Simulation shows ballot marking device failures can sharply increase voter wait times

A recorded simulation presentation demonstrates how ballot marking device failures at a busy polling location can substantially lengthen voter wait times. The presentation models a polling place serving 1,500 voters with peak arrival periods in the morning and afternoon, using 3 electronic poll books, 12 ballot marking devices and 1 electronic ballot scanner; under that baseline the modeled average wait time is about 26 minutes.

The presenter then models a single ballot marking device breaking at 8:15 a.m., one of the busiest arrival periods. With that device out of service and not repaired before polls close, hourly waits grow at peak times and the overall average wait rises to roughly 30 minutes; the longest waits in the simulation reach as much as 55 minutes at 7 p.m. The presenter also compares repair scenarios: if the broken device is repaired in 30 minutes, the simulation shows a longest hourly wait near 35 minutes; a two-hour repair delay produces a longer peak (about 43 minutes) though average election-day wait time remains near 27 minutes.

The presentation notes that multiple devices can fail at once if ballot marking devices share power or are wired to the same circuit. When four ballot marking devices fail simultaneously at 8:15 a.m. and are not repaired, the model projects extreme delays: hourly waits reaching 2 hours 36 minutes by 8 p.m. and an overall average wait of about 1 hour 37 minutes across Election Day. Repairing the four devices after 30 minutes reduces the longest hourly wait to about 46 minutes and lowers the overall average to roughly 28 minutes; a two-hour repair window produces hourly waits above one hour in the busiest periods and an overall average near 41 minutes.

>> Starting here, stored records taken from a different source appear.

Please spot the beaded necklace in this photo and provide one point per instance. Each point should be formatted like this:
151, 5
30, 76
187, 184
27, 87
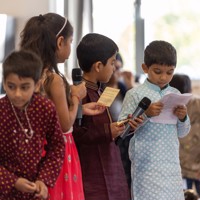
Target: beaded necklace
29, 134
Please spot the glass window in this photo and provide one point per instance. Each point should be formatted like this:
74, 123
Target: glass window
176, 21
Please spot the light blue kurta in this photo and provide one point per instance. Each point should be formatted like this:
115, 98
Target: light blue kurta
154, 149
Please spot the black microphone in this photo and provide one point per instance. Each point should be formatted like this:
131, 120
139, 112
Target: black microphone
142, 106
77, 79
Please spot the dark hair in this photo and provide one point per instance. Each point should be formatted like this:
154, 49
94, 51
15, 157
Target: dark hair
93, 48
25, 64
181, 82
40, 35
160, 52
119, 57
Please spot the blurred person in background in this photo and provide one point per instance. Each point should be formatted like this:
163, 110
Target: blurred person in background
189, 145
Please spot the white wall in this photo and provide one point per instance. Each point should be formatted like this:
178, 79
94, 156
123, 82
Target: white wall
22, 10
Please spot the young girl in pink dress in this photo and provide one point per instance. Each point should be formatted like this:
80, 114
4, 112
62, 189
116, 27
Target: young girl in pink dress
50, 36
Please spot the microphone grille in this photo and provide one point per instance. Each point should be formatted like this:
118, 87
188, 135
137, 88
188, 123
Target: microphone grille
76, 74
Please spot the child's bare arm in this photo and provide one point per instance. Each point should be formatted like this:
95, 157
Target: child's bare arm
42, 190
24, 185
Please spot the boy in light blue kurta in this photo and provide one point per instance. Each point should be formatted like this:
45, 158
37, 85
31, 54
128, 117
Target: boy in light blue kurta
154, 148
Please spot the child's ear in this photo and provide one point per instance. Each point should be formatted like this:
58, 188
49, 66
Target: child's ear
38, 85
60, 41
145, 68
98, 66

The video frames these results as operational guidance: polling locations with limited equipment are more vulnerable to long lines when breakdowns occur, and jurisdictions should plan to supplement equipment and implement rapid repairs or replacements to limit voter delays. The presenter does not identify a sponsoring agency or a named speaker in the transcript.

The simulation uses a fixed arrival pattern and specific equipment counts; the presenter emphasizes that outcomes vary with local turnout, equipment allocation and repair-response times and recommends contingency planning and rapid technical response to reduce voter wait times on Election Day.